Here is a picture of the noren curtain hanging at the dojo's front door. The design motif is noshi which are the decorative strips of abalone or paper strips that accompany the wrapping of gifts in Japan. These strips are supposed to symbolize prosperity and bring good luck. The Japanese love puns and so like many things Japanese there is a hidden meaning to this word noshi. In Japanese, words can be written in roman characters (romanji), in hiragana, in katakana or in kanji. In order to know the exact definition of a word one must know its kanji or its context, but without these the ambiguity opens the door for puns.
The kanji for the strips of paper that adorn gifts is 熨斗, but the word noshi can also be written as 伸し which means to extend or expand.
To noshi or extend in an Aikido sense usually refers to extending one's ki (氣) or internal power, but it could also be extending or stretching one's self as a means to achieve more, be better or train harder or as a means to achieve prosperity as it circles back to its original meaning.

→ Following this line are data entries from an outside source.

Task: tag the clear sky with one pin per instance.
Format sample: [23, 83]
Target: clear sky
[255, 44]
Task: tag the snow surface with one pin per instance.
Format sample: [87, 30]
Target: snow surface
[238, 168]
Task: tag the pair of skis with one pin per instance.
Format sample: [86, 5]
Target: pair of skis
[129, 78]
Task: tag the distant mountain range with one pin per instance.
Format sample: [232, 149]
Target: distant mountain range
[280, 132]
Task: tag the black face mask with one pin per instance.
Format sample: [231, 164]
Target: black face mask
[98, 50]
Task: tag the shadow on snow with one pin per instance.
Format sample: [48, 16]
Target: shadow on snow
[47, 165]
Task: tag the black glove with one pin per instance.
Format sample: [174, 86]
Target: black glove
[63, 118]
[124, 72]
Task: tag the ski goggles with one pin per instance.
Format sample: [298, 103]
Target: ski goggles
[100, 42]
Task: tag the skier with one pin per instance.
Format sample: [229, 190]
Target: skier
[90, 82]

In Aikido, we try and expand our ki throughout the entire technique. Beginners struggle to keep it on and from deflating. More experienced practitioners can keep it extended a little longer while an expert can keep it expanded throughout the entire technique, but only a master can keep it extend throughout their entire life. Our lives are a series of expansions and contractions, but a true master is extending even while it appears they are contracting.
So one can see how noshi is a nice metaphor for not only training, but life too. Enjoy your day and keep extending!